Oil strengthened on Tuesday as market optimism about a near-term U.S.-Iran peace agreement cooled following new U.S. military strikes in the Middle East. The strikes, carried out on Monday in southern Iran against targets that U.S. forces said included vessels attempting to lay mines and missile launch sites, were described by U.S. officials as defensive actions.
At the same time, talks continued in Doha where Iran’s top negotiator and its foreign minister were meeting with Qatar’s prime minister to discuss a potential deal with the United States to end the conflict, according to an official briefed on the visit. Both Washington and Tehran had previously downplayed hopes for an imminent breakthrough.
Brent futures climbed by more than 1% in early Asian trade to $97.32 a barrel, reflecting the renewed supply-risk premium attached to the region. U.S. West Texas Intermediate crude was slightly higher than Monday’s last traded price but remained 5.5% below Friday’s close. There was no settlement on Monday because of the U.S. Memorial Day holiday.
"I’m a bit sceptical... We keep being told there’s a deal that’s near, but what does the deal look like? That’s what’s really important. When’s the Strait of Hormuz going to open... There’s a lot we don’t know," said Joseph Capurso, a strategist at Commonwealth Bank of Australia.

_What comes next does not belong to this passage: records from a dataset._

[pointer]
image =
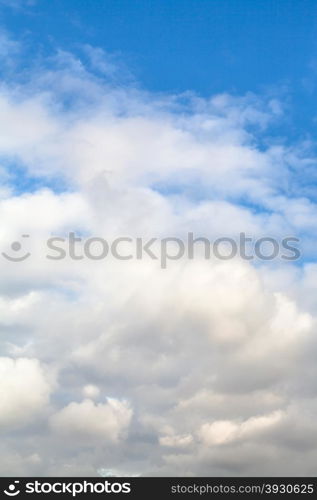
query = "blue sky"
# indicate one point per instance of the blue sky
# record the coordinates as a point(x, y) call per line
point(206, 46)
point(152, 119)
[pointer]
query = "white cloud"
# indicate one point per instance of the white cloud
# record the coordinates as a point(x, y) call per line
point(208, 353)
point(106, 422)
point(24, 391)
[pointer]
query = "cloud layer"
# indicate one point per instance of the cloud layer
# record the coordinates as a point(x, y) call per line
point(204, 368)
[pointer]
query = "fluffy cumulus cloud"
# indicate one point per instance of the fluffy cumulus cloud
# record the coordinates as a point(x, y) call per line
point(205, 367)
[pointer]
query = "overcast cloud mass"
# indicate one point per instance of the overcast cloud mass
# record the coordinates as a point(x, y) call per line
point(207, 367)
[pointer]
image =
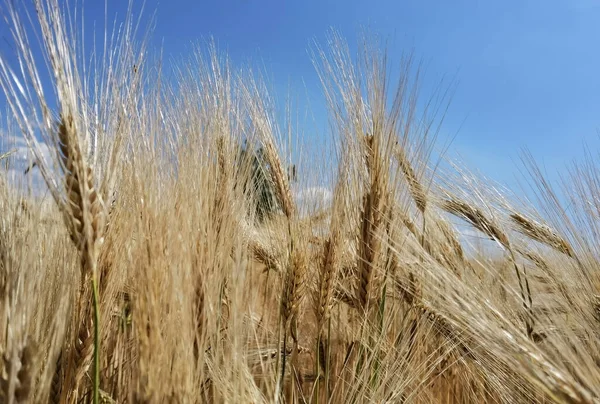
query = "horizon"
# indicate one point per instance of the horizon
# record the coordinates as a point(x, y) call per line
point(503, 70)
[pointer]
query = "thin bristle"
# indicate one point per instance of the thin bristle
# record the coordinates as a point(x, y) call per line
point(476, 218)
point(541, 233)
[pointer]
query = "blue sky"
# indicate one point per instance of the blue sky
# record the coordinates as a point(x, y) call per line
point(527, 71)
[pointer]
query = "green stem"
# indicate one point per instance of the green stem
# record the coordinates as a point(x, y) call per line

Reports quoted by a Japanese newspaper suggested both parties were discussing a plan to reopen the Strait of Hormuz about 30 days after a deal to end hostilities is reached. Even so, the timing and mechanics of any agreement remained unclear as the discussions proceeded.
Stock markets showed a mixed response to the shifting geopolitical picture. MSCI’s broadest index of Asia-Pacific shares outside Japan advanced 0.8%, while Japan’s Nikkei slipped 0.2%. In U.S. futures trade, Nasdaq futures were trading about 0.9% higher after trimming earlier gains, and S&P 500 futures were up 0.68%.
European futures movements were varied: EUROSTOXX 50 futures eased 0.36%, FTSE futures added 0.4%, and DAX futures lost 0.43%.
"The market wants to believe that it’s all going to end soon, because the war not ending is quite bad for the world economy. The world economy’s had these buffers of running down inventories, but you can’t keep running down inventories," Capurso added, highlighting economic vulnerability if hostilities continue.
In currencies, the U.S. dollar steadied on renewed safe-haven demand but remained below last week’s six-week peak. The euro fell to $1.1636, while sterling eased to $1.3498. The dollar was flat against the yen at 158.95.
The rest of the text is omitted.